The arithmetic behind the interest is straightforward. Arsenal finished the season as Premier League champions and reached the Champions League final, but their midfield workload was extraordinary: Declan Rice logged well over 4,000 minutes and Martin Zubimendi showed signs of fatigue late in the campaign. Tonali, a former AC Milan midfielder who shares some playing attributes with Rice, is seen inside the club as someone who could ease that burden and slot straight into the rotation — likely starting the new season ahead of Zubimendi if the deal happens.
That projection is exactly what has created the current row in Arsenal’s midfield planning. Nacho Monreal has publicly argued that adding Tonali would make Arsenal’s midfield the strongest in world football, while also pointing out the practical cost: keeping Tonali plus Zubimendi and Rice would be excessive and would probably require offloading one of the club’s existing defensive midfielders. Monreal went further, saying Arsenal already possess two of the best defensive midfielders on the planet, a remark that underlines how crowded the position has become after Arteta signed Zubimendi last year.
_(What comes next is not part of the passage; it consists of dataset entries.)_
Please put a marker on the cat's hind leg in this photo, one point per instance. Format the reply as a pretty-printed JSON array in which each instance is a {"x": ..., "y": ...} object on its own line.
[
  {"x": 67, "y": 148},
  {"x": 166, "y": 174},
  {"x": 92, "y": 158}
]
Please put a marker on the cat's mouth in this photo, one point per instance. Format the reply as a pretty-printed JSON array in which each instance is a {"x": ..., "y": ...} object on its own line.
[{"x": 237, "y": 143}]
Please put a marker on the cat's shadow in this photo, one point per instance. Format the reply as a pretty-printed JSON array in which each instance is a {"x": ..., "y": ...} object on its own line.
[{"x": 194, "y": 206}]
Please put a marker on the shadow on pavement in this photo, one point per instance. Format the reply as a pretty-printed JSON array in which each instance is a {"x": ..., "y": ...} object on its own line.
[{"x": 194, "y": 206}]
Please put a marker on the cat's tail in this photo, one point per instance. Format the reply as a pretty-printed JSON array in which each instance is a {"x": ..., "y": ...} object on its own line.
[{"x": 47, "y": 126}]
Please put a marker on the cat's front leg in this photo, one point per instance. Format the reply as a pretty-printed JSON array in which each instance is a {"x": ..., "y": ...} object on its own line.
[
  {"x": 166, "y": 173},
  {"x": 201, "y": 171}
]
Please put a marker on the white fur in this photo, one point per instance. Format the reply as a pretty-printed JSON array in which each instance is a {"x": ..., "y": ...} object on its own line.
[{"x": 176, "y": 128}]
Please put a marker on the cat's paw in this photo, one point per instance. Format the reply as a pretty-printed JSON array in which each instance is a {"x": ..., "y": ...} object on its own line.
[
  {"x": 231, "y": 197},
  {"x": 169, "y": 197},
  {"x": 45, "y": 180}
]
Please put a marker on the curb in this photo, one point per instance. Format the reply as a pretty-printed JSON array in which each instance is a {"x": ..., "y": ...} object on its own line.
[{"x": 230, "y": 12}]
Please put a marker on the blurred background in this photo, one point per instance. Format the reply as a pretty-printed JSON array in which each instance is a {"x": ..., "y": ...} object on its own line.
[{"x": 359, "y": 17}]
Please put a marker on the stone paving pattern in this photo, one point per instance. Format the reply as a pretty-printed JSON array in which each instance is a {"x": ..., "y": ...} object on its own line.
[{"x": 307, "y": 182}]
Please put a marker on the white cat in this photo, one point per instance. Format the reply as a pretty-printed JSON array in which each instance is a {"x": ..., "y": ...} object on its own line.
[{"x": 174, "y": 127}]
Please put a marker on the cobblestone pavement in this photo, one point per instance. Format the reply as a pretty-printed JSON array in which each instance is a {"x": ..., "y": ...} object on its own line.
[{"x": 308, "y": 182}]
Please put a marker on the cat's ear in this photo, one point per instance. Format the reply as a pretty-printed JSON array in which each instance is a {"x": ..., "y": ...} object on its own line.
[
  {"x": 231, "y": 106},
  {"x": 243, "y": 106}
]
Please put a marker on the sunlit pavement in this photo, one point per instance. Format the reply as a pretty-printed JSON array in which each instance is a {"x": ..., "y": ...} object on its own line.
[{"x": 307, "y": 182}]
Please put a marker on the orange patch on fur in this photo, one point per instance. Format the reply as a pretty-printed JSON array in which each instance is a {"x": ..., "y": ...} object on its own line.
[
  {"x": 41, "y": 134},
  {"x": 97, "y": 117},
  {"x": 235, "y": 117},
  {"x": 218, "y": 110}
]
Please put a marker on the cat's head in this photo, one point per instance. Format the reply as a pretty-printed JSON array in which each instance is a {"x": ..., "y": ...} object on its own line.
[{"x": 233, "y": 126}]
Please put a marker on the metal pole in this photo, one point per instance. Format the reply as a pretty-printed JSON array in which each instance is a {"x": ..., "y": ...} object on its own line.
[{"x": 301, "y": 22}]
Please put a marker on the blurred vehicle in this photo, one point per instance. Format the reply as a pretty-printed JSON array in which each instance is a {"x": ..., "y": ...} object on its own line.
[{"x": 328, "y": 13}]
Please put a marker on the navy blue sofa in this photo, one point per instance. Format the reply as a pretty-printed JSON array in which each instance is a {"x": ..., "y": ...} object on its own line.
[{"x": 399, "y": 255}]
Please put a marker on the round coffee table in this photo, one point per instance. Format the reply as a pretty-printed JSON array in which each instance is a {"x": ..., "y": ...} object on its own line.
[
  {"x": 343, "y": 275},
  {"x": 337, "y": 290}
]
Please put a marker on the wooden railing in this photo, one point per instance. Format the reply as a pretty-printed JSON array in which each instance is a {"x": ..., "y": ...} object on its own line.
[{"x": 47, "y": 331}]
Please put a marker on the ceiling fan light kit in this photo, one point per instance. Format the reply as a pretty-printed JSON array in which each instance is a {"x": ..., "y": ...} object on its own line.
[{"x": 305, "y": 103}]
The squeeze is not hypothetical. Andrea Berta, operating as part of the recruitment push, is explicitly looking to bolster Arteta’s central options ahead of next season. Christian Norgaard is expected to leave, Mikel Merino has only just returned to the fold after a long injury lay-off, and young Myles Lewis-Skelly — who enjoyed an excellent end to the season in the middle of the park — has begun to force his way into consideration. Serious Tonali links flip those calculations: the Italy international’s arrival would bite into minutes for Rice and would push Merino and Lewis-Skelly further down the pecking order.
Newcastle’s position complicates any rapid decision. The club places a high valuation on Tonali, and while officials have acknowledged the possibility they may need to sell players because of financial pressure, Anthony Gordon’s departure to Barcelona has already set a sale precedent this summer. That means Arsenal would have to bridge a valuation gap and decide whether to pursue a costly mid-season reshuffle that could require selling a current midfield anchor to make room — a move Monreal all but predicted would be necessary.
What happens next remains the central uncertainty. Arsenal have made Tonali a clear priority in their planning, but it is not yet known whether they will lodge a formal bid or whether Newcastle will accept one. If Arsenal do press, the club must answer a single urgent choice: which established midfielder, if any, would be sacrificed to accommodate Tonali — and how that decision would affect a squad already chasing multiple trophies next season.